Gostaríamos de dizer e deixar bem claro que não compactuamos da mesma opinião, essa mesma vazia e totalmente sem nexo.

Nos chateamos também com o fato, por sermos filhos, parentes e termos funcionários da mesma região que você, Milena.

Existimos há 7 (sete) anos, nos firmamos com muito trabalho, construímos um ambiente alegre para nós e nossos clientes, nos caracterizamos como uma das casas mais ecléticas do estado de São Paulo e do Brasil. Totalmente livres e contra qualquer tipo de preconceito, seja ele por raça, cor, credo, etnia, político ou de nível social.

Portanto, não aceitaremos qualquer forma ignorante, intolerante, ou mesmo que chegue perto disto, verbalmente ou não.

Já estamos tomando todas as atitudes cabíveis ao caso, e podem ter certeza que nenhum erro será deixado para trás, ou livre de punição.

Obs.: Nos desculpamos também à todos que pediram e esperaram por esta nota. A página é usada por todos os promoters da casa.

ESTA É UMA NOTA OFICIAL DA DIREÇÃO, e não podíamos faze-la antes de apurar os fatos."

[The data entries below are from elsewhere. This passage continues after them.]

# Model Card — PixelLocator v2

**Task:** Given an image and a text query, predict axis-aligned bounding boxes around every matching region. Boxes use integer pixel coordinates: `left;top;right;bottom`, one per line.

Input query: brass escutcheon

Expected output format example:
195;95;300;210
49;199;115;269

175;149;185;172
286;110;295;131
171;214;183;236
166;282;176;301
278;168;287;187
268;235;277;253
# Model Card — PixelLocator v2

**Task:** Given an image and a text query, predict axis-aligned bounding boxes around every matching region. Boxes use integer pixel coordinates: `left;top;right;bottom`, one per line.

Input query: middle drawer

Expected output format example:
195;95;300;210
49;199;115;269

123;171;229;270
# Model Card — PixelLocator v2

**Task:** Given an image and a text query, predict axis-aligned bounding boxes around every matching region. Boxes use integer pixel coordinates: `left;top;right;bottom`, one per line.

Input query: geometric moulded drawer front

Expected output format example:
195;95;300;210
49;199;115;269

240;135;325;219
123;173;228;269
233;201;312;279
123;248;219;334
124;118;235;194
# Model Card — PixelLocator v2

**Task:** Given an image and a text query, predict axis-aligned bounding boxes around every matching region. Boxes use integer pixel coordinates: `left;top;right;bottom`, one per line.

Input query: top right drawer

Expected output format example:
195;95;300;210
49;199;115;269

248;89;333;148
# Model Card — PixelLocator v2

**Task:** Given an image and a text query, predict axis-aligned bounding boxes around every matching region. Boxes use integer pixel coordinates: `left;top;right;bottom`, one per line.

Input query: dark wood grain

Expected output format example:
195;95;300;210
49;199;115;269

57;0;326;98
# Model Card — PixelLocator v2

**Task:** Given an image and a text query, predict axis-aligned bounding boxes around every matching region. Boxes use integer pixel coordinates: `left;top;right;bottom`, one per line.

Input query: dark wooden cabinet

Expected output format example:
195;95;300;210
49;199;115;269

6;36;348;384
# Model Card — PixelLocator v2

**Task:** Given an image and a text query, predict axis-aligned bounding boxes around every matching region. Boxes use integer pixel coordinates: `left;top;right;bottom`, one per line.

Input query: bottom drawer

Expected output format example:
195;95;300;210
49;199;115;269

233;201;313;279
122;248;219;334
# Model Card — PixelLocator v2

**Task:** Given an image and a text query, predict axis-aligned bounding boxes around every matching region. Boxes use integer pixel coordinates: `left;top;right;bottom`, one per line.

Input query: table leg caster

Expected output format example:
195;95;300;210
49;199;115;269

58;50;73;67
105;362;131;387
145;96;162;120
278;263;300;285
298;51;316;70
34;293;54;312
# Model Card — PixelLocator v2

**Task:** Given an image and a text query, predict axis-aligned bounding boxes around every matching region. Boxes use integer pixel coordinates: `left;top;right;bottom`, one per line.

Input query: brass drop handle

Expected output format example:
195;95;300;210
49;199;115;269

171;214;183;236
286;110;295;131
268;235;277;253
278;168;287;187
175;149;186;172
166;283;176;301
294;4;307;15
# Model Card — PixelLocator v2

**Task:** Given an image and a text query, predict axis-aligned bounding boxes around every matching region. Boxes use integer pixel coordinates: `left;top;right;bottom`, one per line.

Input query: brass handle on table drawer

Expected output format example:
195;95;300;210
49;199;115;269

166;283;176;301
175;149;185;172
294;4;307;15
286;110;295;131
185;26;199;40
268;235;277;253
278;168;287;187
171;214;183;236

 DIREÇÃO - Goa Lounge - Ribeirão Preto, 03/11/14




V&C COMENTA: Não parece ter sido o caso de Milena, ou pode até ser que intrinsecamente o tenha motivado, mas o fato é que, após as eleições do último dia 26, episódios preconceituosos explodiram por todo o país antagonizando, sobretudo, o Nordeste e o Sul do país. As mensagens separatistas nas redes sociais e nas ruas foram potencializadas pelas declarações de Diogo Mainardi, de um Padre de SP e do coronel Telhada, este último pregando desavergonhadamente a separação de São Paulo do resto do Brasil, por completo desconhecimento da história da nação. Como bem disse Milena,  minorias de alguns setores disseminam o ódio entre as pessoas de regiões e culturas diferentes. O que não se pode tolerar é que estes setores sejam justamente aqueles que deveriam promover o diálogo e a desconstrução do preconceito, tais como Igreja, Imprensa e Polícia Militar, pra ficar somente nos exemplos citados acima. Lamentável.